La pubblicistica sul rilancio democratico del controllo popolare si è risolta in una serie di formule vuote strumentali a non prendere posizione sui problemi reali: siamo invasi da parole generiche di illustri giuristi che non hanno mai proposto operativamente un sistema per rendere più efficace e trasparente il governo del Paese. Le formule vuote sono servite ad occultare il rifiuto di analizzare la profondità della crisi civile e morale del Paese, che non richiede elenchi di diritti e fantomatiche reti di comunicazione mediatica, ma coesione sociale effettiva nell’assunzione di responsabilità e compiti operativi nella vita pratica. In questo contesto si è inserita non di rado un’azione impropria della magistratura, che ha costituito l’alleato di un’inerte strategia formalistica. 

Se qualcuno volesse approfondire il tema delle formule vuote come ideologia ineffettuale potrebbe, partendo dagli studi sviluppati in Germania negli anni 70 sulla questione del rapporto tra religione, politica e diritto, cercare di capire quali sono le effettive strategie di potere che si celano dietro espressioni come “interesse generale”, “interesse al bene della nazione”, “interesse allo sviluppo economico”, “competitività internazionale”, “austerità monetaria”, “progresso e innovazione”, “diritti umani non negoziabili”, specchietti per le allodole che hanno finito con l’oscurare ogni seria analisi della realtà. L’ultimo allievo della scuola di Francoforte, Rudolf Wietholter, ne Le formule magiche della scienza giuridica, partendo dal celebre giudizio di Re Salomone argomentava come il problema di chi sia la vera “madre” non possa essere risolto con cavilli giuridici ma cercando di capire chi delle due donne, pur di salvare la vita del piccolo, sia disposta a sacrificare il proprio amore materno. Oggi, chi è disposto a sacrificare i propri interessi per ricostruire una fiducia collettiva nel Paese?

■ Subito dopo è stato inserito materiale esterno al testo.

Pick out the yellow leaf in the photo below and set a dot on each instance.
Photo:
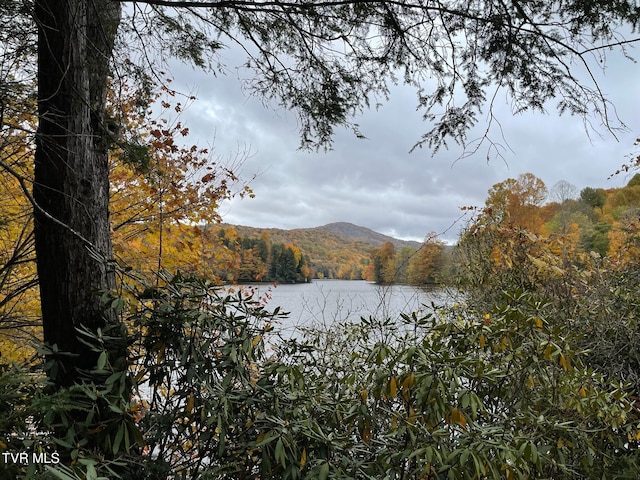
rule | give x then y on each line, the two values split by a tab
530	382
393	385
565	362
190	403
456	416
366	433
363	395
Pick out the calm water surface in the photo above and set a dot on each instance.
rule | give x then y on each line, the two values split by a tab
323	302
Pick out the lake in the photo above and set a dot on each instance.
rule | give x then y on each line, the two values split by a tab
323	302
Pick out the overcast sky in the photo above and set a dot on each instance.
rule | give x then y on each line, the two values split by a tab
376	182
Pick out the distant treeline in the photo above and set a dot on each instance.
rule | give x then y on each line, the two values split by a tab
257	259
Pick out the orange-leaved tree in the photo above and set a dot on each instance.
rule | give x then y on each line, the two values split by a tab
165	195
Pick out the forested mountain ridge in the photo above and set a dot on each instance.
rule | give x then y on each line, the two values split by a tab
337	250
365	235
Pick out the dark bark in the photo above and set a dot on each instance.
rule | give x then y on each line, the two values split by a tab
71	189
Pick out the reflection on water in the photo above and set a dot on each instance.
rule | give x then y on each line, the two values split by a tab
323	302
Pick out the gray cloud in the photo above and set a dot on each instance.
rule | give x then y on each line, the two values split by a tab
376	182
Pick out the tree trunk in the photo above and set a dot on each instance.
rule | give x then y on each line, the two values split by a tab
71	188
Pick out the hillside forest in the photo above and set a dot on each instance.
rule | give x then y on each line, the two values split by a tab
129	350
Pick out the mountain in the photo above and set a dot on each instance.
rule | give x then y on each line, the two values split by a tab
337	250
365	235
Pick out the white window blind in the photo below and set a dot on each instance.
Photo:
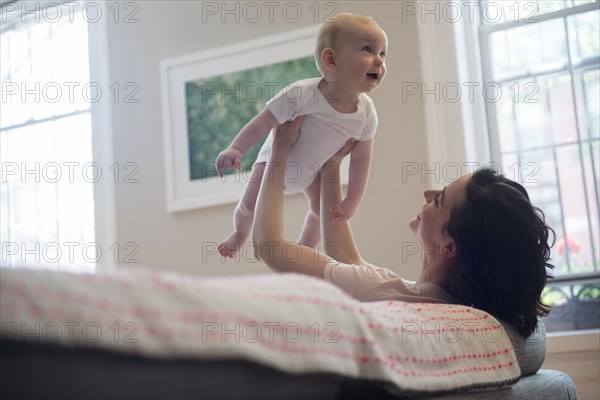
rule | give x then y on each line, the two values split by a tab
47	203
546	55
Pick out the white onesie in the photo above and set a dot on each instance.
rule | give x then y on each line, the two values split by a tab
324	130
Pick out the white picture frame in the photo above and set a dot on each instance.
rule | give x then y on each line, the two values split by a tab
183	192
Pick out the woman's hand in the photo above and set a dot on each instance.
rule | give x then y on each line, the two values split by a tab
287	133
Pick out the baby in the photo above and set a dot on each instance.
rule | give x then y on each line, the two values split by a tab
350	54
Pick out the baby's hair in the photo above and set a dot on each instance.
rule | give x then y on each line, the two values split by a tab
331	29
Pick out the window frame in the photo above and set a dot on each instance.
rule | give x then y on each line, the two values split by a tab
455	45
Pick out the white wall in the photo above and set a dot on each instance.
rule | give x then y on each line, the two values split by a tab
167	29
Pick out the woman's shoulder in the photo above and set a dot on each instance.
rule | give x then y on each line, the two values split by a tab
530	351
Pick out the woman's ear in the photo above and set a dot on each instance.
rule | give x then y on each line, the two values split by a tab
328	59
449	249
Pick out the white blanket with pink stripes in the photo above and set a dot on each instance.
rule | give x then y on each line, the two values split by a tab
287	321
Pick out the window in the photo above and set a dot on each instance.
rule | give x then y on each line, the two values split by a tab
45	131
546	55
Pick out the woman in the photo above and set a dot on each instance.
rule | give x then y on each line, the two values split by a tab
485	245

Secondo una distinzione tradizionale, i discorsi sul diritto possono essere di due tipi: l’analisi del Sein (essere del diritto) e l’analisi del Sollen (dover essere del diritto) che, in base ad un’idea “presupposta” di giustizia, propone criteri normativi astrattamente superiori a quelli vigenti nell’esperienza reale. Se si vuole capire come funziona il diritto di una società, è necessario analizzare le forme giuridiche e le istituzioni attraverso cui si creano e si perpetuano le differenze di potere nella vita reale, dallo sfratto di un cittadino che non riesce a pagare il mutuo alle grandi transazioni finanziarie con cui si gestisce il fallimento di un intero settore economico, in cui sono implicati interessi di grandi paesi e di grandi potentati internazionali.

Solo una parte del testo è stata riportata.